Addition of lapatinib to CapeOx did not increase OS in patients with HER2-amplified gastroesophageal adenocarcinoma. There were clear differences in the effect of lapatinib depending on region and age. Future studies could examine this correlation.
评估在未经治疗的人表皮生长因子受体 2(HER2)扩增的晚期胃食管腺癌患者中,加用拉帕替尼对比安慰剂联合卡培他滨和奥沙利铂(CapeOx)的疗效。
HER2 阳性的晚期胃食管腺癌患者以 1:1 的比例随机分配,接受 CapeOx 联合拉帕替尼 1250mg 或安慰剂每日治疗。
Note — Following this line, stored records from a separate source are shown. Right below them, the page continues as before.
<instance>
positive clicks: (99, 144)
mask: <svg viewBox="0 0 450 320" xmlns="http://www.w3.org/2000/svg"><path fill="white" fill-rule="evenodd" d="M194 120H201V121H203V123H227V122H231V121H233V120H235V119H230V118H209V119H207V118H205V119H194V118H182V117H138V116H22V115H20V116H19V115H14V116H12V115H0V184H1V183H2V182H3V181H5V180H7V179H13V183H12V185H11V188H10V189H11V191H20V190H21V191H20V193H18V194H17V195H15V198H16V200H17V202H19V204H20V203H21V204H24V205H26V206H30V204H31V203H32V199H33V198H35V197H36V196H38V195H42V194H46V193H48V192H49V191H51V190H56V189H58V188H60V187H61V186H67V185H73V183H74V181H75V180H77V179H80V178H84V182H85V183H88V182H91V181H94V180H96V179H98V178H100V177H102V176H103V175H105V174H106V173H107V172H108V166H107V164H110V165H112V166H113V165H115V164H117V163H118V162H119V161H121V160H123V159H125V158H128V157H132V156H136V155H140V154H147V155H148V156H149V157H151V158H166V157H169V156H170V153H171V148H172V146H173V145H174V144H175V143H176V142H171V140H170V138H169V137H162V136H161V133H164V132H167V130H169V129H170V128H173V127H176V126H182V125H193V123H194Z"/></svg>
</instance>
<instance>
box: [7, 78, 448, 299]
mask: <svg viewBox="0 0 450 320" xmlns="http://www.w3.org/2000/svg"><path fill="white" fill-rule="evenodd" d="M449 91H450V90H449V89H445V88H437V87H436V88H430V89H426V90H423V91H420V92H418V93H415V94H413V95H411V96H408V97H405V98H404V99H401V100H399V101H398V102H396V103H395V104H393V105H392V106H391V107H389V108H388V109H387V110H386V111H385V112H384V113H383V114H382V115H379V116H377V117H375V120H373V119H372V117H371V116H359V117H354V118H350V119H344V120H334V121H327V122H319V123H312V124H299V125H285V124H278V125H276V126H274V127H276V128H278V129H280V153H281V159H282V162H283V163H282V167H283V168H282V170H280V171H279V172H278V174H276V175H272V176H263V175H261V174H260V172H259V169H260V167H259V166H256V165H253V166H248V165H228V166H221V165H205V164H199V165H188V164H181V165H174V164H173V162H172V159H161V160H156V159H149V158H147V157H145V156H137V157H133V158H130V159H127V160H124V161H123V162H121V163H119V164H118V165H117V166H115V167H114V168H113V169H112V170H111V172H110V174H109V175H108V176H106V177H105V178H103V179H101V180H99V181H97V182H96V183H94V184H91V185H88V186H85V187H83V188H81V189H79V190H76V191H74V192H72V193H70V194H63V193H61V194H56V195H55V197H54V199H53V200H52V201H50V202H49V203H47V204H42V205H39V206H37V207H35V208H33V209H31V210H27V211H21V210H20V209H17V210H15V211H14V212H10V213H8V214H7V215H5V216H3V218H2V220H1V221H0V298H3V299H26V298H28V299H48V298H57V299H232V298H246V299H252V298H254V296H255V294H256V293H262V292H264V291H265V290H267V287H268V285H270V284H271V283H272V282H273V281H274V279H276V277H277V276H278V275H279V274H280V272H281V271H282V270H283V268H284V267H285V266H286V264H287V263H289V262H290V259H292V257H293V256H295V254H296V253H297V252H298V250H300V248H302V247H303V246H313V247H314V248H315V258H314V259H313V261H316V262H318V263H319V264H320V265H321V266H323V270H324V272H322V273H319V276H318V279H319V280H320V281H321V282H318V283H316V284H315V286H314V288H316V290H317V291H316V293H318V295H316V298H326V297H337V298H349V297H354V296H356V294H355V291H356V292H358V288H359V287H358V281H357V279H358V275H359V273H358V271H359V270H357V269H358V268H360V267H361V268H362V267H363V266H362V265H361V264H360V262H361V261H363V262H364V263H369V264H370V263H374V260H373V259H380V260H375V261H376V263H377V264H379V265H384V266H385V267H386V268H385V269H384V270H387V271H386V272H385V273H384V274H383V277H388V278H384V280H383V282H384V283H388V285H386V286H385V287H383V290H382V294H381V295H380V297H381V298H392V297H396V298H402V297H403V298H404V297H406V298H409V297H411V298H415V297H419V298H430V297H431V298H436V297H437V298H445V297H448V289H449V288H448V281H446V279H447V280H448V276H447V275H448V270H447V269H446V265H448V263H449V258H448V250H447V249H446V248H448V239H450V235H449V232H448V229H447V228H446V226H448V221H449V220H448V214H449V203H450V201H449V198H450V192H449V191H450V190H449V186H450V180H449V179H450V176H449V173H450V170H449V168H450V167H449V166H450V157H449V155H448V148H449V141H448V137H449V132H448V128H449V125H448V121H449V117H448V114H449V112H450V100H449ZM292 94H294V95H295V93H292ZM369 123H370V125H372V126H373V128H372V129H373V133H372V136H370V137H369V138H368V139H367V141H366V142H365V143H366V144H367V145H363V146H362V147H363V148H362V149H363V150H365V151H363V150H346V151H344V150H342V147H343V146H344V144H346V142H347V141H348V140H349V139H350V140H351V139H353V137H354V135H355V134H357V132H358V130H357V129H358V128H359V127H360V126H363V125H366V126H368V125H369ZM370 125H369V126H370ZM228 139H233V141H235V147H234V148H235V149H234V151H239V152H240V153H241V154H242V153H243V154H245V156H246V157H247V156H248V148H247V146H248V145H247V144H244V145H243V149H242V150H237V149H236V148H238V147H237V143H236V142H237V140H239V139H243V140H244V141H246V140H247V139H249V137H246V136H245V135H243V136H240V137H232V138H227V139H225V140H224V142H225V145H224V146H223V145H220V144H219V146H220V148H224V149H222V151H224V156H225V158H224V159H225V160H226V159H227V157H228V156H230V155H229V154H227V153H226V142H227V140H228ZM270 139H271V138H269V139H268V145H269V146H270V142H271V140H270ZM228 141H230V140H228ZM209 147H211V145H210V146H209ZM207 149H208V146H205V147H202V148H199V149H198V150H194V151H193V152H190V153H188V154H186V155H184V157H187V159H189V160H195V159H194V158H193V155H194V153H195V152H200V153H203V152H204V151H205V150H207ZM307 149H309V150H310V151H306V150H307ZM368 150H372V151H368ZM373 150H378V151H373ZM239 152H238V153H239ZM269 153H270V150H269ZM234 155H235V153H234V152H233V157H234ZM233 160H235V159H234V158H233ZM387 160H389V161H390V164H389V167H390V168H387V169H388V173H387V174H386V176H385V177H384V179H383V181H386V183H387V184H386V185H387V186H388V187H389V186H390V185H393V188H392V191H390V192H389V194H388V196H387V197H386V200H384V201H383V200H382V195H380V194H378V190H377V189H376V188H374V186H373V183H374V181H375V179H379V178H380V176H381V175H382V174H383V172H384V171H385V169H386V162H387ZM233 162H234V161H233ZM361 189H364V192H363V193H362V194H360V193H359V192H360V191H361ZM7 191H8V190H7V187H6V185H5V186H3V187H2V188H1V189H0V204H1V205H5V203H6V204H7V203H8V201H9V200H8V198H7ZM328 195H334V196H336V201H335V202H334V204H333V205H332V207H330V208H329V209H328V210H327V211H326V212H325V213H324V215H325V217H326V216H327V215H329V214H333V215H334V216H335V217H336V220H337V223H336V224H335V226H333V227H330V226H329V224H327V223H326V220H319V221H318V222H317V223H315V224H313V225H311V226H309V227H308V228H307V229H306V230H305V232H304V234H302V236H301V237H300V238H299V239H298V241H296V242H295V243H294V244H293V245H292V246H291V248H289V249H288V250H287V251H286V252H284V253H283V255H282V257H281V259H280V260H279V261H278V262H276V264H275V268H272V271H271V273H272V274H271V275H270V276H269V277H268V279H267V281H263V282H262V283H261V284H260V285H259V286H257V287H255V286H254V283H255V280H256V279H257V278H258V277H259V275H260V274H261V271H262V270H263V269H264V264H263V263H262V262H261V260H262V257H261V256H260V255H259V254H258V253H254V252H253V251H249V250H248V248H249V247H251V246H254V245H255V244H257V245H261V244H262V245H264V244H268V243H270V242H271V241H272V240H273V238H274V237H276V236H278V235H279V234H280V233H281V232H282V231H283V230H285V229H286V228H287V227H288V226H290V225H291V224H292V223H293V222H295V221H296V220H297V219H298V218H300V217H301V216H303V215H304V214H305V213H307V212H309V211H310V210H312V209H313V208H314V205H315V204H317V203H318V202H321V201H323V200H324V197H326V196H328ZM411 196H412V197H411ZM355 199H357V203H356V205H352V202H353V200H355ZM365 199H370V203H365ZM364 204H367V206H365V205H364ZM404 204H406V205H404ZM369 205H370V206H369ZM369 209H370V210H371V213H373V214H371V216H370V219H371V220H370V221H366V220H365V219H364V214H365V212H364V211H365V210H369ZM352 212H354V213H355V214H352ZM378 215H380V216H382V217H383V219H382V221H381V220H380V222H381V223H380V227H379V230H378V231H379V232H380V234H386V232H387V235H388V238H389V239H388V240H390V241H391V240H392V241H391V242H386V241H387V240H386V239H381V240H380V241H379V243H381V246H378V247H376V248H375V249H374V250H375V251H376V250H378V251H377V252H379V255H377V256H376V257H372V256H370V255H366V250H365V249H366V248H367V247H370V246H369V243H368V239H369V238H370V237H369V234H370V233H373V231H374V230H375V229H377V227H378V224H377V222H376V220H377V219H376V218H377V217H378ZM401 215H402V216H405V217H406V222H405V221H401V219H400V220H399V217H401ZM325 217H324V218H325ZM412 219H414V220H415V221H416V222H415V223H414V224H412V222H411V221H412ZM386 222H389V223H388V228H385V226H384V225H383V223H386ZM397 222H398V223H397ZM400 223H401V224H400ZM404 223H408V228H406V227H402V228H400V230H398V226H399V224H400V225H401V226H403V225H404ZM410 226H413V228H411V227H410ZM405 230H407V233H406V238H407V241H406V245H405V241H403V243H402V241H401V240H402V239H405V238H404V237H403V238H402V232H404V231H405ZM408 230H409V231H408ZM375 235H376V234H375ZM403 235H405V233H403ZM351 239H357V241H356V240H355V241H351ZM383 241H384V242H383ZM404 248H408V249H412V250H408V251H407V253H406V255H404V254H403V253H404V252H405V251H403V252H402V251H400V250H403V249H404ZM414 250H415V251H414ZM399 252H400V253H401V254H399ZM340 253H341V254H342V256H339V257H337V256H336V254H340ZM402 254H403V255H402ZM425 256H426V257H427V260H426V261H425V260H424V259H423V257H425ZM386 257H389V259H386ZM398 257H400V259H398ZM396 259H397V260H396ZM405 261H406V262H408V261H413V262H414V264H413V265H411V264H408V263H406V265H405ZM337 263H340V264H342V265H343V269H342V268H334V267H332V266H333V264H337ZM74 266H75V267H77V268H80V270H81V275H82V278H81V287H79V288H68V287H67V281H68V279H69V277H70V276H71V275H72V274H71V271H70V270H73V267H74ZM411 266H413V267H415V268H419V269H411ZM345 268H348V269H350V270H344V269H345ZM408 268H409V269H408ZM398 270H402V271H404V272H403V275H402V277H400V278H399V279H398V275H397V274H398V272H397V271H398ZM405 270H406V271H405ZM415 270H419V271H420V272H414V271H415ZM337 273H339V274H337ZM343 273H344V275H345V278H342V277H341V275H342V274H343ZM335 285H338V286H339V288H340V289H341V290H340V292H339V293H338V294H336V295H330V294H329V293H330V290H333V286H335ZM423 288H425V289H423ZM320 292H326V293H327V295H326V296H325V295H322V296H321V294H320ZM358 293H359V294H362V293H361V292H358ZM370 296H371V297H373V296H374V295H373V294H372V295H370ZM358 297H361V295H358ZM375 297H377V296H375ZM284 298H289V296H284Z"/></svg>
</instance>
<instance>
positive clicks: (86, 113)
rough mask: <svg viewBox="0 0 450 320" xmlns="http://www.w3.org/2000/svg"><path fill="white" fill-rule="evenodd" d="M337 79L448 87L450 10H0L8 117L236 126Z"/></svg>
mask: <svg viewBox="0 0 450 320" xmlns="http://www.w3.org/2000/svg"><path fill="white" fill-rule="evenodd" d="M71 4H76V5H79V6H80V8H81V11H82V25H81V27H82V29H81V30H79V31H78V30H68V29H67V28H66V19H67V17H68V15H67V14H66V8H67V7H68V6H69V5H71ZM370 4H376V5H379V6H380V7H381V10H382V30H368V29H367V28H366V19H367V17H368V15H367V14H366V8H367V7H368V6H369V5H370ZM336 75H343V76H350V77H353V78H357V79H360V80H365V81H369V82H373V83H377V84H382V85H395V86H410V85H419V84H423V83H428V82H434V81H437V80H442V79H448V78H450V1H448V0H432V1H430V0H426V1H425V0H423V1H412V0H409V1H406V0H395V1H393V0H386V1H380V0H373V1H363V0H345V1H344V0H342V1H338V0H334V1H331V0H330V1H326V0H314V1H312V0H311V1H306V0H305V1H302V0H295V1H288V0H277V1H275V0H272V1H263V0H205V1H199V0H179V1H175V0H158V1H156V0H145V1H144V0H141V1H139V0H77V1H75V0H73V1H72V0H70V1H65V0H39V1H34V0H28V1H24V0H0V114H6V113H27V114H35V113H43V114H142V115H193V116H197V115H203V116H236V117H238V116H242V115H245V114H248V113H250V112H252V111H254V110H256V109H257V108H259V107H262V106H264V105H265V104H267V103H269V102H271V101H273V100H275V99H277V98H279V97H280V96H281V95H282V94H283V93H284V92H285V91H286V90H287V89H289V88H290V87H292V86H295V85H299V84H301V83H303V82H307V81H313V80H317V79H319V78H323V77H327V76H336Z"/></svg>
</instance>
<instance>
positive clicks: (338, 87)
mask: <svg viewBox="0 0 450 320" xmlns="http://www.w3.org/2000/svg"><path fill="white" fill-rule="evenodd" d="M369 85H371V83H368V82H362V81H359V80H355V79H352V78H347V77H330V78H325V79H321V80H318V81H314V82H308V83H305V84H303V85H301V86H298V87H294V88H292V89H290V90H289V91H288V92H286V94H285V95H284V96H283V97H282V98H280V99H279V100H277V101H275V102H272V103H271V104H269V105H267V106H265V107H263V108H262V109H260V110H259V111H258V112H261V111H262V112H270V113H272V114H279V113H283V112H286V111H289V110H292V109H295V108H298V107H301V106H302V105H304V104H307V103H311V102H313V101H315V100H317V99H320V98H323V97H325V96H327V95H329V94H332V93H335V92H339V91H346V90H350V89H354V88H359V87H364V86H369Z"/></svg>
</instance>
主要终点是在主要疗效人群中经中心确认的 HER2 扩增患者的总生存期(OS)。
共随机分配了 545 例患者,其中 487 例患者纳入主要疗效人群。拉帕替尼组和安慰剂组的中位 OS 分别为 12.2 个月(95%CI,10.6 至 14.2)和 10.5 个月(95%CI,9.0 至 11.3),差异无统计学意义(风险比,0.91;95%CI,0.73 至 1.12)。拉帕替尼组和安慰剂组的中位无进展生存期分别为 6.0 个月(95%CI,5.6 至 7.0)和 5.4 个月(95%CI,4.4 至 5.7),差异有统计学意义(风险比,0.82;95%CI,0.68 至 1.00;P=0.0381)。拉帕替尼组的缓解率显著高于安慰剂组:53%(95%CI,46.4 至 58.8)比 39%(95%CI,32.9 至 45.3)(P=0.0031)。预先计划的探索性亚组分析显示,在亚洲和年轻患者中,拉帕替尼组的 OS 延长。HER2 免疫组织化学状态与生存之间无相关性。拉帕替尼组的毒性反应增加,特别是腹泻。
在 HER2 扩增的胃食管腺癌患者中,加用拉帕替尼并未增加 CapeOx 的 OS。拉帕替尼的疗效因地区和年龄而异。未来的研究可以进一步研究这种相关性。